Starting October 2018, Lee partnered with Tom Daley in the men's synchronised 10-metre platform.

At the 2019 World Aquatics Championships held in Gwangju, South Korea, Lee and Daley finished in the bronze position in the 10 m synchro.

===2021-2025===
At the 2021 FINA Diving World Cup held in Japan, Lee and Daley won gold in synchronised 10 m platform. The pair also won gold in synchronised 10 m platform at the European Championships held in Budapest.

At the 2020 Tokyo Olympics, Lee won Gold alongside Daley in the Men's synchronised 10 m platform event, edging out China's Cao Yuan and Chen Aisen with a total score of 471.81.

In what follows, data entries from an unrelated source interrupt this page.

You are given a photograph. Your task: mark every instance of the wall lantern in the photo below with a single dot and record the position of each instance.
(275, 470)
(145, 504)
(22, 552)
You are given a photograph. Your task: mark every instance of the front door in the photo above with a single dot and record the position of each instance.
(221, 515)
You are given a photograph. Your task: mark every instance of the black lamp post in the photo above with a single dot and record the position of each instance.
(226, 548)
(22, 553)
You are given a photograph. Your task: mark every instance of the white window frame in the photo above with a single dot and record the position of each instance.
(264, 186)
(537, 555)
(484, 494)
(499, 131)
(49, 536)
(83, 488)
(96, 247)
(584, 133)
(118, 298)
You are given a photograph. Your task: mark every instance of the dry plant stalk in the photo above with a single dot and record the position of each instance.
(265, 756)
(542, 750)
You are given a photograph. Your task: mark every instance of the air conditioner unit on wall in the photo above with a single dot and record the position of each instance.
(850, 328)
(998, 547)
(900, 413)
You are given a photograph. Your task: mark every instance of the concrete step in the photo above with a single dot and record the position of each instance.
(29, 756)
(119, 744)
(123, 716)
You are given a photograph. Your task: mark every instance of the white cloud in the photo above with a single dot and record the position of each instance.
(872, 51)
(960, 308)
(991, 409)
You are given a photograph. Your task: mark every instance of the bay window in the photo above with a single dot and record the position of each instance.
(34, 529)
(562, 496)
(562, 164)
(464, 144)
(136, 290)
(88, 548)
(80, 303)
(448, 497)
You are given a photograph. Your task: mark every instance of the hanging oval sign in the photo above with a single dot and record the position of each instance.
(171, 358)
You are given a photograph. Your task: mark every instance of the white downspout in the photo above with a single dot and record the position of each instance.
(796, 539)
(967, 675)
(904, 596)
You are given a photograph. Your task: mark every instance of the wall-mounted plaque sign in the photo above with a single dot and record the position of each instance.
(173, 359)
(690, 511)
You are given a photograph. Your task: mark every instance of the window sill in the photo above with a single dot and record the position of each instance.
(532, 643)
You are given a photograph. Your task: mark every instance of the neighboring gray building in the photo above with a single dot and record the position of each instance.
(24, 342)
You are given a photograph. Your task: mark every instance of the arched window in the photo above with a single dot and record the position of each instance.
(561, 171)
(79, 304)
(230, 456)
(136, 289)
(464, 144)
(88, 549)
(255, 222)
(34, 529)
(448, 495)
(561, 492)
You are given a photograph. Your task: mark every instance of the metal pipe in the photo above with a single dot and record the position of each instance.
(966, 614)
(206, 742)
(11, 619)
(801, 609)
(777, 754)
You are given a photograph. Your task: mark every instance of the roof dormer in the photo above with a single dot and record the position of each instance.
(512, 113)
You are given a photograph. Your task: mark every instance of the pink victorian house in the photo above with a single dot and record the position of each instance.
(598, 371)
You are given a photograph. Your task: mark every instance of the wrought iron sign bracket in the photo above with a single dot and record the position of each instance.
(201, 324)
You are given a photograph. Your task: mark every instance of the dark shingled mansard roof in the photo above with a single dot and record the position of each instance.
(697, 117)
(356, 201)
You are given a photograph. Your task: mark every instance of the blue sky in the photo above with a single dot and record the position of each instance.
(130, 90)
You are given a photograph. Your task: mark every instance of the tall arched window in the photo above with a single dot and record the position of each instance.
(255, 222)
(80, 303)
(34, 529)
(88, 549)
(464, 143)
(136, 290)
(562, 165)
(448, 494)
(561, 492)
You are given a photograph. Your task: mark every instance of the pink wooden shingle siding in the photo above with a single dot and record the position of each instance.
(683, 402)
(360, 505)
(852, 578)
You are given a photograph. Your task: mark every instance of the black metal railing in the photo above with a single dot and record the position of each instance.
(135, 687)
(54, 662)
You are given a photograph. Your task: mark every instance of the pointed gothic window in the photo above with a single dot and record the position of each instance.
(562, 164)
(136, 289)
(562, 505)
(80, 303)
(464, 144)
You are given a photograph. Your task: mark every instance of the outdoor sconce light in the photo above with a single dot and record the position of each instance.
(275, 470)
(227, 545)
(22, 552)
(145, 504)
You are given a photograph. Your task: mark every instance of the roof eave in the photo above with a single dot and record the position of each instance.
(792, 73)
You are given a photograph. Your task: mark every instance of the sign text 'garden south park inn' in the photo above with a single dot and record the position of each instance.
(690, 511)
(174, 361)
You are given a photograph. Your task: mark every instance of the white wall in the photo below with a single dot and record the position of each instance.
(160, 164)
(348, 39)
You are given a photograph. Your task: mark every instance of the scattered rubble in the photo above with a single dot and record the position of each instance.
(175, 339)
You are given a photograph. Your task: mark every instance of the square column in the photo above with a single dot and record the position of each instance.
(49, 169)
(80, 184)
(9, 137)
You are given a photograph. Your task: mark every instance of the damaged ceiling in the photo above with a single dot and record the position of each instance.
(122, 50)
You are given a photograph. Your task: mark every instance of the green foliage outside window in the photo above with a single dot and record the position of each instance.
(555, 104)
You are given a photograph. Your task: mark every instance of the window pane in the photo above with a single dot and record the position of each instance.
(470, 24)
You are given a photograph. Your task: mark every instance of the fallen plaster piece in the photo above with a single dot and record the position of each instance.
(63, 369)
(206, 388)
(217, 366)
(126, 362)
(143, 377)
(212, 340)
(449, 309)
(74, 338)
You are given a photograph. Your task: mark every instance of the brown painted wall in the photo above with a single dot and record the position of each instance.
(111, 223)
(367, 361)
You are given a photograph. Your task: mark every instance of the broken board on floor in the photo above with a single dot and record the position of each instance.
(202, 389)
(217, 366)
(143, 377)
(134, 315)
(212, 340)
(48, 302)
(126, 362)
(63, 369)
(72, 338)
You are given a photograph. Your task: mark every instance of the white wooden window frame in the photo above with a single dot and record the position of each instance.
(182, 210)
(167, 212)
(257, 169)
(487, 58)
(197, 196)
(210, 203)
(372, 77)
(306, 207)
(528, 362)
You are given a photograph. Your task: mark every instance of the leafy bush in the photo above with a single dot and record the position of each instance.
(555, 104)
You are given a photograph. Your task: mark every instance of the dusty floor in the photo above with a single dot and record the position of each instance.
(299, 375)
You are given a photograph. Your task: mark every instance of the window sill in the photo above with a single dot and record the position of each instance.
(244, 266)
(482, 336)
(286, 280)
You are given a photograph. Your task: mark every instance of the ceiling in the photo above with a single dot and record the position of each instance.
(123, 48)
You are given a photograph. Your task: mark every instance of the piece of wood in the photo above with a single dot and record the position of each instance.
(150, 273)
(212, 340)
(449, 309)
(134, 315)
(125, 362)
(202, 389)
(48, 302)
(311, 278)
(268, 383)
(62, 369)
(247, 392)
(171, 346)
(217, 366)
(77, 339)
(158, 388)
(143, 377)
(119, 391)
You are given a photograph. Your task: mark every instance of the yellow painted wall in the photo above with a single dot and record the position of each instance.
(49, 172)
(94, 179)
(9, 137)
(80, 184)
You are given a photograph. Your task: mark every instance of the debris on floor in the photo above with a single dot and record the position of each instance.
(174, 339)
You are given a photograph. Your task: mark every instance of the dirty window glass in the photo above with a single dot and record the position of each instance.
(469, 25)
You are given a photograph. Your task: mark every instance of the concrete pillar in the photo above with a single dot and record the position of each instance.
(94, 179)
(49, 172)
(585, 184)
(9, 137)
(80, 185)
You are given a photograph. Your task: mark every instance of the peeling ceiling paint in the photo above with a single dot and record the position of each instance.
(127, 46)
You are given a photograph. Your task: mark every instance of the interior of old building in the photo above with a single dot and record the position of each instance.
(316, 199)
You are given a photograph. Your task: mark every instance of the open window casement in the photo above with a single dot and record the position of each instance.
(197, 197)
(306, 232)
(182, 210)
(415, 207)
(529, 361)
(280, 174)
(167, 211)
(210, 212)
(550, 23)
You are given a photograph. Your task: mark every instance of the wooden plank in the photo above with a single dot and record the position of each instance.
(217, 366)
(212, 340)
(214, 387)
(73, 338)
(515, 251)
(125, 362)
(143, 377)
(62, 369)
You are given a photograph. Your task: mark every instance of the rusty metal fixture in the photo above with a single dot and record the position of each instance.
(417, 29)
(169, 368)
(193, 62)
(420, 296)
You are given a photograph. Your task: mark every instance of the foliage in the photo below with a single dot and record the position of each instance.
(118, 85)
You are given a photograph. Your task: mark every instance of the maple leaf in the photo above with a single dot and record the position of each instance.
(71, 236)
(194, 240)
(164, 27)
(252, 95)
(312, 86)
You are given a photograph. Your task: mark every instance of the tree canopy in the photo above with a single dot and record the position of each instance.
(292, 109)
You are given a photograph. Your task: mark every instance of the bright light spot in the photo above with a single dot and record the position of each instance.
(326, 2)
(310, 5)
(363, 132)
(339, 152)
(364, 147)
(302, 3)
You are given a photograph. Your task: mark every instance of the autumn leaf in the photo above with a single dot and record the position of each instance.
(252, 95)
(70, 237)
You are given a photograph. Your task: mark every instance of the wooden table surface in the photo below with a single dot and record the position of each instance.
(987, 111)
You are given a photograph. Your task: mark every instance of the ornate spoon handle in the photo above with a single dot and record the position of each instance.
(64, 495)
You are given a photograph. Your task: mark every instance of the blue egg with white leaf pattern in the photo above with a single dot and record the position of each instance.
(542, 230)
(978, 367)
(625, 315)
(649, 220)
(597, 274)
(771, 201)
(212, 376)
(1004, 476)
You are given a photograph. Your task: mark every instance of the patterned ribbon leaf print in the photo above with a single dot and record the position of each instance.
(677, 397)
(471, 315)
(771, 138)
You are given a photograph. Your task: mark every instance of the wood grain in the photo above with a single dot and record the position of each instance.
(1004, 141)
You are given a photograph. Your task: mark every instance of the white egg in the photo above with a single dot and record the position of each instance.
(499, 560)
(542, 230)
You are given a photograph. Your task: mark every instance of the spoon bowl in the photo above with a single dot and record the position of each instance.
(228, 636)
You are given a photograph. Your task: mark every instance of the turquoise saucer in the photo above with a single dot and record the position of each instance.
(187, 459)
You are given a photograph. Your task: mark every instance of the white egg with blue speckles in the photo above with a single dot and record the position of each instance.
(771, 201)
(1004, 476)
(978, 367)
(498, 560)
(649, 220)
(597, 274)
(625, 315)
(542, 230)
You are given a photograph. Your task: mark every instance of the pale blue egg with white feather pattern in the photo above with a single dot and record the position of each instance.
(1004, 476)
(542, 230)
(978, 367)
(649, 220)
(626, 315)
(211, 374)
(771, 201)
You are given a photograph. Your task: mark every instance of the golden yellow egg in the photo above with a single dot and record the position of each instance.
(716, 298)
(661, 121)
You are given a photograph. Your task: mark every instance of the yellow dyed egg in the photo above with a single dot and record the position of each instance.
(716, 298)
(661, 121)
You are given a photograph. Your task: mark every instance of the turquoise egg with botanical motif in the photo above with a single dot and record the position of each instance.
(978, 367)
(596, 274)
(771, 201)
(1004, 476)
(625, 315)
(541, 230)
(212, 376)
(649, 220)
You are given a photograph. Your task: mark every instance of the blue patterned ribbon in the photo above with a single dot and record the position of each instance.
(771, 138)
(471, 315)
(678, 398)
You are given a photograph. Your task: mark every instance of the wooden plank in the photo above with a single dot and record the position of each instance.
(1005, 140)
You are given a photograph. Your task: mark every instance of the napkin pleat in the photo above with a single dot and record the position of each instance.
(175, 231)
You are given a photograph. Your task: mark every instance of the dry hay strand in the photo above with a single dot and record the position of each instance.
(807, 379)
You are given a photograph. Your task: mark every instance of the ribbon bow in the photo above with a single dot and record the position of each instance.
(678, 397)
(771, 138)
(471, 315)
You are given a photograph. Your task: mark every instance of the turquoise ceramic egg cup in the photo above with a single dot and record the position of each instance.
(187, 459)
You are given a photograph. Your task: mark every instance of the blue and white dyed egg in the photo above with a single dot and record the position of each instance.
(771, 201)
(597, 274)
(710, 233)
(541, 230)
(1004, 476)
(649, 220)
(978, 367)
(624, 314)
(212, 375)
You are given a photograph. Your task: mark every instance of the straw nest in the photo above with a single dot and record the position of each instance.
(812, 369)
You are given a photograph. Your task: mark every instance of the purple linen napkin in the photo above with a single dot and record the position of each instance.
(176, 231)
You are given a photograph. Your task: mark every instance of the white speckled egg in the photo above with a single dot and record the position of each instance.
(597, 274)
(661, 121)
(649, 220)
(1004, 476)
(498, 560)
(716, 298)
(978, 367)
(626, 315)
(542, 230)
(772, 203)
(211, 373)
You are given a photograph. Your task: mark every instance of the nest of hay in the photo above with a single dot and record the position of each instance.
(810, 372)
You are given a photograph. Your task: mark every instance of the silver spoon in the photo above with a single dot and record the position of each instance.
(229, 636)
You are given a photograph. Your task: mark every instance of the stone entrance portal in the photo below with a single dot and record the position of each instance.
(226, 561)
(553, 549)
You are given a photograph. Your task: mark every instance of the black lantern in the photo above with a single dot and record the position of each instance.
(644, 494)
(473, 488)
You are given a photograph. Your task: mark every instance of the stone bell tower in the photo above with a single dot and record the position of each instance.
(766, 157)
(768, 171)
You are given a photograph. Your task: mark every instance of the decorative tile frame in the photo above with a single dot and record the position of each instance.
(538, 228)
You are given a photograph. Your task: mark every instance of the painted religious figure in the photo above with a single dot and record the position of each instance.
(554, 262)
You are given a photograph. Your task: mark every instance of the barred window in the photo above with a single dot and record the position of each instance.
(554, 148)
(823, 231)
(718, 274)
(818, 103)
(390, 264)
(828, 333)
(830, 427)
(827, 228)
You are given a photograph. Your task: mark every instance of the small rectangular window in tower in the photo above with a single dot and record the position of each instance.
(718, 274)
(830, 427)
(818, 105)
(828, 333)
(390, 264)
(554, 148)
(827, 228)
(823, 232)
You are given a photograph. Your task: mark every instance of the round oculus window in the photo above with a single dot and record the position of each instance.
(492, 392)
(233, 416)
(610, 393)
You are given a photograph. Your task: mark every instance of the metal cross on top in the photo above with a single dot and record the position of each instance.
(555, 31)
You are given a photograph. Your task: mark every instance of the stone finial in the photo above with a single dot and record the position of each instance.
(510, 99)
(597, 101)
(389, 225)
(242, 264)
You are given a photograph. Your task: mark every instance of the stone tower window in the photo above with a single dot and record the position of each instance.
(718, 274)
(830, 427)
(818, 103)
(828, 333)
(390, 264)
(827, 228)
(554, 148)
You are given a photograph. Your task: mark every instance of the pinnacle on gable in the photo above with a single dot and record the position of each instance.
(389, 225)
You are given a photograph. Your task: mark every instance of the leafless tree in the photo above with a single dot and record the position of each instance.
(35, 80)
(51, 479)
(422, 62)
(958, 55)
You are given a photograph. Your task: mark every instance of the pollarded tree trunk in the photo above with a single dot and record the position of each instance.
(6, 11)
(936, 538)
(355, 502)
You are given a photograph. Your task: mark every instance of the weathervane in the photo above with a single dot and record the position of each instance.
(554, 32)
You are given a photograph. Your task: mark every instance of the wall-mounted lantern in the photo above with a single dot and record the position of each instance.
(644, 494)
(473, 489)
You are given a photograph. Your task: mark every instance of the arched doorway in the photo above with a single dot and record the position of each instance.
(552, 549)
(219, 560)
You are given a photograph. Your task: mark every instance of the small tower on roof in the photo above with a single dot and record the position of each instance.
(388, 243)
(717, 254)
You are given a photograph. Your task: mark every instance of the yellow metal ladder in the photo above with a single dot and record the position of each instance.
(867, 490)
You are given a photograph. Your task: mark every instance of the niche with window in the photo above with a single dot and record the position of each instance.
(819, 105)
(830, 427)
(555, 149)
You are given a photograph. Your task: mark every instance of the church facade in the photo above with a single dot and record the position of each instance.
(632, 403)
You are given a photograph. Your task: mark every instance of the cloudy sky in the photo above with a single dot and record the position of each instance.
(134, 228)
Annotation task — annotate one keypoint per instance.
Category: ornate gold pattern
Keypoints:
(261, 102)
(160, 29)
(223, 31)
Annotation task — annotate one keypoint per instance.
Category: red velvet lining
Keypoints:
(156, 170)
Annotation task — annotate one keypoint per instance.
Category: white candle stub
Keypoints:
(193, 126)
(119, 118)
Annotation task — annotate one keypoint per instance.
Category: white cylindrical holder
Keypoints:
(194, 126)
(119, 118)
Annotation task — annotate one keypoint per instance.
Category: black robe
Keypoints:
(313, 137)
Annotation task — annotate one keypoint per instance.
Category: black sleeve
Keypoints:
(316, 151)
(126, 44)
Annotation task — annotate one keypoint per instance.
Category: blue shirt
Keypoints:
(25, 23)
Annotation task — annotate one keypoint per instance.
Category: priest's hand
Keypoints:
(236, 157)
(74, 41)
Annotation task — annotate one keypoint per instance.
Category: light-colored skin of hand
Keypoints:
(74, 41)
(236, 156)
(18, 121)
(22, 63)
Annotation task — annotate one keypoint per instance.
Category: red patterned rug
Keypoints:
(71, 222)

Lee was appointed Member of the Order of the British Empire (MBE) in the 2022 New Year Honours for services to diving.

At the 2022 World Aquatics Championships held in Budapest, Lee partnered with Noah Williams for the first time in an international competition and they won silver in the synchro 10 m platform event.

Lee and Williams again partnered at the 2022 Commonwealth Games in the synchro 10m platform, where the pair won gold. In individual events, Lee won a bronze in 10 m platform.

In March 2024, Lee underwent a discectomy on the L5/S1 disc in his spine, effectively ruling him out of competing at the 2024 Paris Olympics.

Lee announced his retirement from diving in February 2025.

==Television==

In November 2021, Lee was announced as a contestant on the twenty-first series of I'm a Celebrity...Get Me Out of Here!.
He finished in fifth place.

Lee appeared on The Chase on 28 August 2022 with Sunetra Sarker, Basil Brush, and David Arnold. All four celebrities completed in the Final Chase against Darragh Ennis for £19,000. The team beat Ennis with each celebrity taking £4,750 home for their charities.